Arrest and preventative detention

12. Under the 1979 Arrest and Detention Law and the 1980 Code of Criminal Procedure, public security authorities may hold someone suspected of a criminal offence in preventative detention for up to ten days. When detaining someone in this manner, the public security officials must produce a warrant and notify the family or work unit of the detained individual within 24 hours of the reasons for detention and the place of custody. But the law allows the authorities, at their discretion, to dispense with such notice when "notification would hinder the investigation or there is no way to notify." By law, a detainee must be released after 10 years unless the public security authority has received a formal arrest authorization from the procuracy, in which case it may formally arrest the suspect under production of the arrest warrant.

13. The overwhelming majority of Tibetans detained on political grounds since 1987 have been held for anywhere between several weeks and nine months, and have then been released without charge. In most cases in Tibet, families are not notified until many months after a relatives's arrest, and often receive no notice.

Pre-trial investigatory detention

14. By Law, a suspect should be held for a maximum of approximately six months between the time of formal arrest and the opening of a public trial. But the Chinese law allows a variety of extensions to this period, some of which are indefinite and can be authorized at the sole discretion of the investigating authorities (when, for example, cases are particularly "complex" or distances involved in investigating cases are especially large.)

Unfair trials

15. Although many Tibetans detained on political grounds are not formally charged or tried for criminal offences, Chinese authorities have brought a number of Tibetan political prisoners to trial since August 1989. These individuals have been denied internationally recognized rights to fair process. There is no known case of a Tibetan accused of political offences being acquitted.

A. Right to counsel

16. Under Chinese law, the right to be represented by a lawyer or other responsible person attaches only at the eleventh hour--one week, or in some cases, even less before the opening of the public trial.
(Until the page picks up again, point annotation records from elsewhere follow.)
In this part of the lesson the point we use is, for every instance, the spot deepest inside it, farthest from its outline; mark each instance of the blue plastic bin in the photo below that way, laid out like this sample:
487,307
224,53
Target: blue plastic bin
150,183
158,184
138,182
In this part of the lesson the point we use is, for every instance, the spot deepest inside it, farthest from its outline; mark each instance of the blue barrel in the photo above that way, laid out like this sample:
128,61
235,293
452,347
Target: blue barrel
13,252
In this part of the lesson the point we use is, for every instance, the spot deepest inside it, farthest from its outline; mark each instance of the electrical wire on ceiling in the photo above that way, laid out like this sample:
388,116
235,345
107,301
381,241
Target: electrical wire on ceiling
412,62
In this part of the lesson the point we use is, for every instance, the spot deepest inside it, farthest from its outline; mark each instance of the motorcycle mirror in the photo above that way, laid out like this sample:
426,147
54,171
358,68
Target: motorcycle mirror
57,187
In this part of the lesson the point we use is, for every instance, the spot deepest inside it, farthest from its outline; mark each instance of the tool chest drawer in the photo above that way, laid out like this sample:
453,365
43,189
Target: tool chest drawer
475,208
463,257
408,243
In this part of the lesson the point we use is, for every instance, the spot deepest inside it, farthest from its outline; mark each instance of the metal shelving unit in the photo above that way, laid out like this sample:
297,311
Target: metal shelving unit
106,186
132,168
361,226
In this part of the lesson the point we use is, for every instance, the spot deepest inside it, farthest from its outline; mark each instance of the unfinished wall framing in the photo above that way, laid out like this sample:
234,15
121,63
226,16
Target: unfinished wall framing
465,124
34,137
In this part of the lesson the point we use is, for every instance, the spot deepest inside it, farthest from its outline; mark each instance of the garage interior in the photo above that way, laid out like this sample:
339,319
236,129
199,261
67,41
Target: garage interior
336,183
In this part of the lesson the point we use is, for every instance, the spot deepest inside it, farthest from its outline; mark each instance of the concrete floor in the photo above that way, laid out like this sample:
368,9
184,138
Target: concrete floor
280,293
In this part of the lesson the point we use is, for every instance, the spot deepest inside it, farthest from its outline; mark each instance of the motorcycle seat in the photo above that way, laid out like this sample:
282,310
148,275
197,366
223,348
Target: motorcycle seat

By this time, the prosecution has had a long period in which to build its case against the suspect; typically the verdict has essentially been decided; and the role of the defendant's representative is generally limited to arguing mitigating circumstances that might reduce the defendant's sentence.

17. Tibetan's are not, in any event, entitled to be represented by independent counsel. Virtually all criminal defence lawyers in Tibet, as throughout China, are employed by State legal advisory offices, and can exercise little independence of state policy in political cases.

B. Due process during trials

18. Chinese law does not establish a presumption of innocence. This principle, which is enshrined in the Universal Declaration of Human Rights (Art. 11 (1)) and other human rights instruments, is not recorded in the 1982 Chinese Constitution or in criminal legislation, though it is not necessarily rejected by Chinese jurists and legal officials. Police, the procuracy and the courts in Tibet apparently share a widespread belief that a person would not have been detained if he/she were innocent.

The "public" trial

19. Criminal suspects are entitled under the Chinese Constitution and the Code of Criminal Procedure to a "public trial". But in law and practice, the legal assurance of a public trial falls short of the standard required by international law. The Code sets forth several exceptions to the general assurance of a public trial, which can be readily used to keep politically sensitive cases out of the purview of public scrutiny. In practice, many trials are closed to the public. Further, when trials are not held in camera, attendance typically is limited to specially selected audience; no foreign observers are permitted to attend.

Martial Law Procedures

20. During martial law in Tibet, Chinese authorities abridged normal judicial procedures. The second Martial Law Decree issued in March 1989 instructed judicial organs to "make investigations of the crimes as soon as possible ... and give [p.cases] heavy punishment". They are to "handle cases without delay," in accordance with a 1983 Chinese law allowing for summary trial proceedings of those who "gravely endanger public security." This law shortens various times for the delivery of indictments, subpoenas and notifications, with the result that the already short seven-day advance notice of defence counsel before the start of a trial may be reduced to as little as one day. It also reduces the time limit for appeals against the death sentence from 10 days to 3 days.

Sentencing practices

21. There have been a number of unofficial reports of prisoners' sentences being increased while they are in custody. By law, sentences for prisoners may normally be increased only if new offences are committed or discovered during the prison term, and then only upon formal prosecution and trial in accordance with the Code and Criminal procedure. No information is available as to what procedure has actually been used in the reported cases. These include the cases of six prisoners involved in a political protest in Sangyip prison on 20 May 1991. The sentences of five of these prisoners (Wangdu, Lhakpa, Phurbu, Sonam Dorje, and Phurbu Tsering) are reported to have been increased from two or three to seven years each. The sentence of a sixth prisoner, Tendar Phuntsog, who is said to have presented a petition during the protest, reportedly was increased from three to nine years. In 1989 and 1990, the sentences of two prisoners in Drapchi prison, Tanak Jigme Zangpo and Lhundrup Kelden, reportedly were increased from 12 to 19 years and from three to nine years, respectively, because of "slogan shouting" in prison.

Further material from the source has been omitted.